Another realistically possible scenario is that BreachForums downtime will be definitive. The arrest of its founder and main administrator, along with the likely seizure of documents and infrastructure, is likely to give law enforcement the opportunity to close this forum forever. Even if the forum remains operational, it is likely that it may no longer have its users’ trust after its founder’s arrest. When the FBI seized RaidForums, the login page for the forum remained operational for a short time, and many threat actors believed that law enforcement used the login page to harvest credentials. Therefore, it would likely be difficult for new owners of BreachForums to gain users’ trust and keep the forum operational.
If BreachForums’ farewell turns out to be permanent, it is highly likely that new and existing English-language cybercriminal platforms will emerge in the short term (one to three months) to take its place. The cybercriminal community is notorious for its flexibility; when one prominent forum or marketplace gets taken down, a multitude of alternatives emerge soon after as contestants for that top spot. For example, BreachForums was created from the ashes of RaidForums, and Alphabay was created to replace Silk Road. This cycle has happened countless times in the past, and it is highly likely that this story holds no exceptions. Prominent users and admins of BreachForums are likely to be among the first to take this initiative in case of a prolonged downtime.
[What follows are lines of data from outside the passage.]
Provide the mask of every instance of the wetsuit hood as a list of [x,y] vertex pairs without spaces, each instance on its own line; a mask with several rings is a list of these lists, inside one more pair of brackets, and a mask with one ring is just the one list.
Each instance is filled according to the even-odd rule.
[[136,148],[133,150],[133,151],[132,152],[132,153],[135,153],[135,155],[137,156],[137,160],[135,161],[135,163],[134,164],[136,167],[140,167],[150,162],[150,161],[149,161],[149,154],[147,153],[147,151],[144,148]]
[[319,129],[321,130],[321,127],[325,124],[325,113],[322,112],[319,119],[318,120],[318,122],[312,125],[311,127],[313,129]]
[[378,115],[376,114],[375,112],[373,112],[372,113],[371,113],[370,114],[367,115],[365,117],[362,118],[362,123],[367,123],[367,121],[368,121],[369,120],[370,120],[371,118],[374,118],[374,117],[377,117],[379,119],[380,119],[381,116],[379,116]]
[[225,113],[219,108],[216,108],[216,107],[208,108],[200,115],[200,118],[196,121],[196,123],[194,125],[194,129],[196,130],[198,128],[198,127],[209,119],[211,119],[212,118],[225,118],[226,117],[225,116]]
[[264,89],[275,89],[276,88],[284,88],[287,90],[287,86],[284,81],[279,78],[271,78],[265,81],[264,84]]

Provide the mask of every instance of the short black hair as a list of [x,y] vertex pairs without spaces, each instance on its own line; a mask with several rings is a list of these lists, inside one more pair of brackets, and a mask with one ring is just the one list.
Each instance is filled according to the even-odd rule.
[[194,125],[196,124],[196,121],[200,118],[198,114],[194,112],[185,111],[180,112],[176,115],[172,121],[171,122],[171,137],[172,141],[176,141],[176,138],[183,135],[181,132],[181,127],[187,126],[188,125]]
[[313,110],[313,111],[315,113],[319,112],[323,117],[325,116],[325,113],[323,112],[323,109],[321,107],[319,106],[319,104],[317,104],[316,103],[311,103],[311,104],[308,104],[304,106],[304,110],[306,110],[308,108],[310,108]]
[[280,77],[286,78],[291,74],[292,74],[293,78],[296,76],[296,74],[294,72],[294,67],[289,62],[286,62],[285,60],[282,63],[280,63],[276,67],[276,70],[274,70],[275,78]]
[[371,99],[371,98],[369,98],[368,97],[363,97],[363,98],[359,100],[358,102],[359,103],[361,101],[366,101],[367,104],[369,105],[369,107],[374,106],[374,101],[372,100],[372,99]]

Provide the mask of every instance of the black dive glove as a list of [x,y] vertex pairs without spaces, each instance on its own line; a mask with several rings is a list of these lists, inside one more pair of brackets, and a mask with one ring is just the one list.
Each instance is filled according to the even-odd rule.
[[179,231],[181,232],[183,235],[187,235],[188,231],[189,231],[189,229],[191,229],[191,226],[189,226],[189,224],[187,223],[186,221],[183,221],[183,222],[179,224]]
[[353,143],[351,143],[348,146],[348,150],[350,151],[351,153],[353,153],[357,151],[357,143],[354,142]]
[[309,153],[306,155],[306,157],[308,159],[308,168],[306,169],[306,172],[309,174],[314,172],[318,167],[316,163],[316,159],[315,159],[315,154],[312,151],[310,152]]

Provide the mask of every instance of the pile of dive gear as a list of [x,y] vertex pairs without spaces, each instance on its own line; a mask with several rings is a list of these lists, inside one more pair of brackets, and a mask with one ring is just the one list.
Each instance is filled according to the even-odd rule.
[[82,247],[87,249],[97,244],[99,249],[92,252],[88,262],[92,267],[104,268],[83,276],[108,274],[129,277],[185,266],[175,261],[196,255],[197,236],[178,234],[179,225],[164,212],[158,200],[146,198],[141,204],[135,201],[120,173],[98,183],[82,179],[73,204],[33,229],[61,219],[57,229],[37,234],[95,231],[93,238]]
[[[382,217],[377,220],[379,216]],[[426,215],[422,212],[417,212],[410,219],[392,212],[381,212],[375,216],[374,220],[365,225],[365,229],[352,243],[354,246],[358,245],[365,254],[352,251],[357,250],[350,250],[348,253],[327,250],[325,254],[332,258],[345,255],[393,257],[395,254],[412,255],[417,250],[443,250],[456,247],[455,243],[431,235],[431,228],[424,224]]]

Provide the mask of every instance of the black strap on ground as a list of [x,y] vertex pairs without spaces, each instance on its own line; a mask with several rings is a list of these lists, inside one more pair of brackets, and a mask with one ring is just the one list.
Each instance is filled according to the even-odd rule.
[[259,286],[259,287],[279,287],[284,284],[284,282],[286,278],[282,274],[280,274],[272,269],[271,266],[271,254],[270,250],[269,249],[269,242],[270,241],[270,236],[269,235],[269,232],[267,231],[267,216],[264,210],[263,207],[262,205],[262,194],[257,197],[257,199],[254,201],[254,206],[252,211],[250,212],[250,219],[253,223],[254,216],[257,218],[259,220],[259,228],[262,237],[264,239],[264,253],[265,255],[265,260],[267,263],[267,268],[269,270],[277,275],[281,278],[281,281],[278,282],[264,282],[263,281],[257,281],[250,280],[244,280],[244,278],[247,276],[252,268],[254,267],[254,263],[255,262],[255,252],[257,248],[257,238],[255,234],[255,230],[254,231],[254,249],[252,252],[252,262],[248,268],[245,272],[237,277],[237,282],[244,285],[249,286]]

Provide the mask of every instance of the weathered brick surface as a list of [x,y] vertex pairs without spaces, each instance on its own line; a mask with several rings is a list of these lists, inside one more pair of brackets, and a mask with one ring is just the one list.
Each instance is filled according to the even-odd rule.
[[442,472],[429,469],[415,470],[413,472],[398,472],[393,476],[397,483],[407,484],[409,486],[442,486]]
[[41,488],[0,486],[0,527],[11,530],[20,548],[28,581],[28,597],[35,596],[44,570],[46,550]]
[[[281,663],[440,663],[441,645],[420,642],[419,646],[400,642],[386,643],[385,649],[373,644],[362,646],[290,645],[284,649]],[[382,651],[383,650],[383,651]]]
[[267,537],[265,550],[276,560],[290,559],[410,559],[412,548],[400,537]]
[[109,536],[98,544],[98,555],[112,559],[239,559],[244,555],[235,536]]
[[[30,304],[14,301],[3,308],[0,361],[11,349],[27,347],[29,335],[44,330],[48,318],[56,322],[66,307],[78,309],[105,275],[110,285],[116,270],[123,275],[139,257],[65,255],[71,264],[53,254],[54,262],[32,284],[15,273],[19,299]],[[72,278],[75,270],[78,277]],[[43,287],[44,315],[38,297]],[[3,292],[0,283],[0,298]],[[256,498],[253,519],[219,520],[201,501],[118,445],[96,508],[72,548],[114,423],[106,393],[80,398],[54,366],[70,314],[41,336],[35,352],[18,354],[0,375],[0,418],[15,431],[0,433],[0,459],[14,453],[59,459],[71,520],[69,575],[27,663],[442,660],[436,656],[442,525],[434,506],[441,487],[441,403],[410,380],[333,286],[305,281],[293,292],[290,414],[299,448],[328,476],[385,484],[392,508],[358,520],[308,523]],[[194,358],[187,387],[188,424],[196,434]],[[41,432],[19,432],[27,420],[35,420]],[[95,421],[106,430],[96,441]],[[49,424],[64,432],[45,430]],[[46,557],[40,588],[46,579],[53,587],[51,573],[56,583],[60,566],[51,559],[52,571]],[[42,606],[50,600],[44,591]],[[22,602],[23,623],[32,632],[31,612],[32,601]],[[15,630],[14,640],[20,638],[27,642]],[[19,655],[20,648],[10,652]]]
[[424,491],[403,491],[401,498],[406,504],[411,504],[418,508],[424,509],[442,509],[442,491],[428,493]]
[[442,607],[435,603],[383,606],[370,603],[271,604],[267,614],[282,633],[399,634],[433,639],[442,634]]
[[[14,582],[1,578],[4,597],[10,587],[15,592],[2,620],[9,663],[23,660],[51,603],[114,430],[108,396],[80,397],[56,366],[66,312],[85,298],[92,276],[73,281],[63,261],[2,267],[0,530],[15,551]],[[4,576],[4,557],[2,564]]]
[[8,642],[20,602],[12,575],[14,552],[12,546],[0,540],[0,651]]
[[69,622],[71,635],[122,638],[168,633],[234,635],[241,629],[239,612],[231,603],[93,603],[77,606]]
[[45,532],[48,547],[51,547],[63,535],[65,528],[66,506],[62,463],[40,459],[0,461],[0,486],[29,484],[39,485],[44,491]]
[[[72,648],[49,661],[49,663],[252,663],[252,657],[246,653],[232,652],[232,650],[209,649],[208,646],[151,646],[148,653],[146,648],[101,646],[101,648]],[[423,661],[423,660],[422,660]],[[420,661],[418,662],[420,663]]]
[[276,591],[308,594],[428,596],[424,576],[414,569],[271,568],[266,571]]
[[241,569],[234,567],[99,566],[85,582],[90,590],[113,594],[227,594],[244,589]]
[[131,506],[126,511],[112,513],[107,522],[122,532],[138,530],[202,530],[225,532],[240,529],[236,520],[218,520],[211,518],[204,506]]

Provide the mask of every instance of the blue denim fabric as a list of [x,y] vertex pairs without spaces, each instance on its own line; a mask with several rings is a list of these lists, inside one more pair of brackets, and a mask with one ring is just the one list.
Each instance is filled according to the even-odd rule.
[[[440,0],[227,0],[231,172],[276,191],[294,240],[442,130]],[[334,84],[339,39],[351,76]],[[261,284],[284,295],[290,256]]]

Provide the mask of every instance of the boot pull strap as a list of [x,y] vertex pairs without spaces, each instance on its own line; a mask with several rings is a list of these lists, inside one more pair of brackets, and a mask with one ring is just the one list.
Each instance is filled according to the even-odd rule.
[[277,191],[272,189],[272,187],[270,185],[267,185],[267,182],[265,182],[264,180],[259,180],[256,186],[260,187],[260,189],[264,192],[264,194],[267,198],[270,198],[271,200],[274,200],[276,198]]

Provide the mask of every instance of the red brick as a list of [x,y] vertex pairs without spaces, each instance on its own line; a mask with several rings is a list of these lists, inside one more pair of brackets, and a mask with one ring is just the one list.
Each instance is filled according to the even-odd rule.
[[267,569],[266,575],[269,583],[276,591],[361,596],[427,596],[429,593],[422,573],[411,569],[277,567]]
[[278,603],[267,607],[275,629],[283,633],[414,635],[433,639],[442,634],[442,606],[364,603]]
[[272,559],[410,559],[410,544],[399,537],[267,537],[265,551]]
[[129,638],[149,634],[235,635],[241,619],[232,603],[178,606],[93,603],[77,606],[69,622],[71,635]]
The closure of BreachForums will likely result in English-speaking cybercriminals moving to underground dark web forums such as XSS and Exploit to leak large databases and engage in criminal discussions. While XSS and Exploit are primarily Russian-speaking, these forums have English-speaking sections with a large user base. The threat to enterprises is likely to remain high—threat actors will find other ways to leak data publicly. Other methods that threat actors may explore include leaking data on Telegram and IRC channels. Some threat actors have also used social media like Twitter to advertise data dumps. Therefore, enterprises should remain vigilant of the activity of threat actors on the clear and dark web.
Curious to see what will happen next? ReliaQuest leverages threat intelligence to support security operations, now with the added benefit of Digital Risk Protection. Click here for more details about ReliaQuest Threat Intel. To see how we’re harnessing Threat Intel to monitor the developments of BreachForums, request a demo here.
The second scenario became a reality as the new administrator of BreachForums, Baphomet, released a statement on their website announcing that they were taking down BreachForums. Baphomet stated that they believed BreachForums to be compromised by law enforcement and that the site was no longer “safe” for users. The admin also said they would set up “another Telegram group” for those who wanted to follow the situation and that they planned on working with other competitor forum admins to create a new community with “the best features of Breached.”
The reaction in Russian-speaking cybercriminal forums was mixed. Some users openly welcomed new members into their forums, while others were concerned about an influx of low-level and unskilled cybercriminals joining their forums. The reaction from these forums suggests that many BreachForum users have begun using underground Russian forums as a temporary replacement, while Baphomet, or another user, likely create another English-speaking forum to replace BreachForums. Chatter will likely pick up over the coming days and weeks as more users migrate to other forums.